Today’s
Washington Post outlines the USCIS’
attempts to move out of the paper age and into the electronic age. After 10 years and a $1 billion, the USCIS
has one form on-line, the I-90,
which is used to renew a Green Card. For
those unfamiliar with the Form I-90, it is comparable to a driver’s license
renewal form. Ninety-nine other forms remain
only available via paper filing.
The project was
originally supposed to be completed by 2013 at a budget of a half-billion
dollars. The USCIS now expects the program
to be on-line in 2019 at a cost of $3.1 billion, although if history is any
guide it will be years beyond that at a even greater costs.
Part of the problem
is the “gotcha” nature of the forms themselves, which is indicative of a tone-deaf
USCIS. The forms often ask irrelevant
and unnecessary questions, aimed presumably at tripping up users.
Instead of focusing
on the e-filing initiative, the USCIS chooses to waste time and resources. For instance, the Simeio Solutions decision in April adds tens of thousands of
petitions to the USCIS without any legal necessity. The entire goal of the decision seems to be
to make life difficult for H-1B workers who switch job locations. There is no evidence that any legitimate
policy goal was achieved by the decision.

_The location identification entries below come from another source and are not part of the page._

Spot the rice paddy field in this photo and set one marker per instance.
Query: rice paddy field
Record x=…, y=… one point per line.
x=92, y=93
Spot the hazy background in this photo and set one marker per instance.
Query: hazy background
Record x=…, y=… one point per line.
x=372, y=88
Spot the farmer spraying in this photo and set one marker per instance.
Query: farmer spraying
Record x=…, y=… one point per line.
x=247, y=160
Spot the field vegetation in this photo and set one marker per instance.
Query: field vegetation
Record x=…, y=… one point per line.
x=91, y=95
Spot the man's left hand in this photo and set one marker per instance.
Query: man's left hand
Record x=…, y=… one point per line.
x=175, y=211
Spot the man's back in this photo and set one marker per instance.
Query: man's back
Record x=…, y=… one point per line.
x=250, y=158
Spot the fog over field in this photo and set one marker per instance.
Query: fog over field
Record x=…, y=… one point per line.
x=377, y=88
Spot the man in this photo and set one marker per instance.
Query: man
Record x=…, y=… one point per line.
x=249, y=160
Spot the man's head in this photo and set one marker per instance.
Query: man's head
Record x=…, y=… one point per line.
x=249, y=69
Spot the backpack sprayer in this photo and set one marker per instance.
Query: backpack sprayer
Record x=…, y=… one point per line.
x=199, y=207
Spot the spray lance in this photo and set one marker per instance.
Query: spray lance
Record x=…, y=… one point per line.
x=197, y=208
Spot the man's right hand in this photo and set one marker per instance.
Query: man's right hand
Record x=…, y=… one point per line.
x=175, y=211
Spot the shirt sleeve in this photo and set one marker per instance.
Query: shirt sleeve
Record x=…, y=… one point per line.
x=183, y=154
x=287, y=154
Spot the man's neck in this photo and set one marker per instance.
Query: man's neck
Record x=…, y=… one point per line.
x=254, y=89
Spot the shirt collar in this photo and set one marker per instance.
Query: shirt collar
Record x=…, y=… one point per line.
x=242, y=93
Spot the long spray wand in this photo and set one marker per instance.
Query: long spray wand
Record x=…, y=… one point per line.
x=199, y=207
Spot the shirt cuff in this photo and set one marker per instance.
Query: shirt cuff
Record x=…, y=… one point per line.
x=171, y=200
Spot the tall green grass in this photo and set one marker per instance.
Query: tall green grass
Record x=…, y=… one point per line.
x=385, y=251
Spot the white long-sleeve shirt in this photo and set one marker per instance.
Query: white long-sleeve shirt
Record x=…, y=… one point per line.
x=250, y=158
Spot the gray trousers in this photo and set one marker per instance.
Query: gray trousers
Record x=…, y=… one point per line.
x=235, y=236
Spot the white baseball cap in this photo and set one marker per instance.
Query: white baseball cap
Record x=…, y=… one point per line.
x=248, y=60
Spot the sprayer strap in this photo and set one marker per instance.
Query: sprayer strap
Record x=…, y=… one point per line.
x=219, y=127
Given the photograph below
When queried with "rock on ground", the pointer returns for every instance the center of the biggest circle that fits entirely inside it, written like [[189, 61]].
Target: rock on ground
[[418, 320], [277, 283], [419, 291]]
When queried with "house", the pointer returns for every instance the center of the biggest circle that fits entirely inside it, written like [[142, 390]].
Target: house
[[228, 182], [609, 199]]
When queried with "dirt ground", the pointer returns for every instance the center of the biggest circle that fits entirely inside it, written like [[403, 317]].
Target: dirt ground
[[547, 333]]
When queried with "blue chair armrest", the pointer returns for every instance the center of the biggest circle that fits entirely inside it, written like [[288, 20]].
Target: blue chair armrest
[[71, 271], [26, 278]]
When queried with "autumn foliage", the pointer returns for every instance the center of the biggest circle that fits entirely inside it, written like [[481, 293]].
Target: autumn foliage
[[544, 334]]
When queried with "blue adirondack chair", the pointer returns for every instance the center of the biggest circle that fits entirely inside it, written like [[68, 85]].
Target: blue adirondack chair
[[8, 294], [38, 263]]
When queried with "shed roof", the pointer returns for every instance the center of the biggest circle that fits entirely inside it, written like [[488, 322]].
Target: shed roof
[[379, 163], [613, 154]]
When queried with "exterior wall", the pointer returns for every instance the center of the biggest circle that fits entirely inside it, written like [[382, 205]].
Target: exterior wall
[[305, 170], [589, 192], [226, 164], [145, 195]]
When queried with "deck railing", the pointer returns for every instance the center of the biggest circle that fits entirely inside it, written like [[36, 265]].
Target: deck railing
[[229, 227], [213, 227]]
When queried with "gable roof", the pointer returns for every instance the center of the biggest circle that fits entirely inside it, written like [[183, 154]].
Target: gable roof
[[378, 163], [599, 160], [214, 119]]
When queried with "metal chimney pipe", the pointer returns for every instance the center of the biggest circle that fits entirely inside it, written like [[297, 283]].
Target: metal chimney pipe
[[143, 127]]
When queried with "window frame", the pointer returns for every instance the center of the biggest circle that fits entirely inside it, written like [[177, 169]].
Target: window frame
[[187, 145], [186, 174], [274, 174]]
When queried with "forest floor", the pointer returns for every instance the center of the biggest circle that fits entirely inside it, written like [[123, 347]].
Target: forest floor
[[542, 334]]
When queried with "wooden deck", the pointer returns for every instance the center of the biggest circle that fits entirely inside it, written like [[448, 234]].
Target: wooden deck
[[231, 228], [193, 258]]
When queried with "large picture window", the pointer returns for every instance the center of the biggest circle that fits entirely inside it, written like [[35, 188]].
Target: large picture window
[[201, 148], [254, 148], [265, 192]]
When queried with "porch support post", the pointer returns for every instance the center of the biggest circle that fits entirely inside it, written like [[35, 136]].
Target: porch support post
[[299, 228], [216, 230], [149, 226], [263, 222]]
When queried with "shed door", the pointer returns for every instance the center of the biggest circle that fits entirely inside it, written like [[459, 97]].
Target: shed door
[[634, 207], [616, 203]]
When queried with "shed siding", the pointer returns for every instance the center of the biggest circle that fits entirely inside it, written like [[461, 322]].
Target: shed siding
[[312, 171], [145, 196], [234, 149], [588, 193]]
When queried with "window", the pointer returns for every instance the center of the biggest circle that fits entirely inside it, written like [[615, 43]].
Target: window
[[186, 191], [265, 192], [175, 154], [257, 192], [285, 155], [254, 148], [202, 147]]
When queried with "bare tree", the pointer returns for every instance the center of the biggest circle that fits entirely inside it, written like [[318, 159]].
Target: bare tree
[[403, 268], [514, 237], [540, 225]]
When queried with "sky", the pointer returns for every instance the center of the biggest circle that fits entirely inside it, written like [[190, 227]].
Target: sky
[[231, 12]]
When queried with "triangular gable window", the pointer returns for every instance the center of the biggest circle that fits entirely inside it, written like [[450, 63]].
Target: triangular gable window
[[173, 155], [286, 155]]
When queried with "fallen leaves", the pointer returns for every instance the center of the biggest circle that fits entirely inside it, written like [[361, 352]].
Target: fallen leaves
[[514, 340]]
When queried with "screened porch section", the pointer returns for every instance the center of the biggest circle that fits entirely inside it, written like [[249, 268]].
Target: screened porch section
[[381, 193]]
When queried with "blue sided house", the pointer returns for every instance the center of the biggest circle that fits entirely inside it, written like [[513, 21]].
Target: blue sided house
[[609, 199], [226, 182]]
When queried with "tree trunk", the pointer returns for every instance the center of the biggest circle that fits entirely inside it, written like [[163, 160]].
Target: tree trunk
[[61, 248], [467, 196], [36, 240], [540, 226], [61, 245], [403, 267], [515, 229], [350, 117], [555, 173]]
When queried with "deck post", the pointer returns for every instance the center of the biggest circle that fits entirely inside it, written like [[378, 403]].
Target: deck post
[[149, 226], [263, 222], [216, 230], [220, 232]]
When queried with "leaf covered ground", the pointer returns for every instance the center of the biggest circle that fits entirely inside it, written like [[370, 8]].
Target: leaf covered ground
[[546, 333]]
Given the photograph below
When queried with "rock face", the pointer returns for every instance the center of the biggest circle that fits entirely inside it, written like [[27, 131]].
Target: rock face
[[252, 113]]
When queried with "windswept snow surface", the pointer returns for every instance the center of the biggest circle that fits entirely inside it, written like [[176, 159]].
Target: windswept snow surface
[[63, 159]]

If anything the decision and the later multiple USCIS Memos that
attempted to clarify the decision, are
contrary to President
Obama’s attempts to modernize US immigration policy and align it with the
real world.
A good program
management team would start with the essential questions before building out
questions that are not core to the adjudication of the process. A good program management team would engage
users of the forms – immigrants, companies, immigration attorneys.
Until these
stakeholders are regularly engaged, skeptics will continue to criticize. Until the administration makes it a priority
to hold USCIS officials accountable for aimless policy and bloated budgets, the
USCIS will continue its bumbling nature.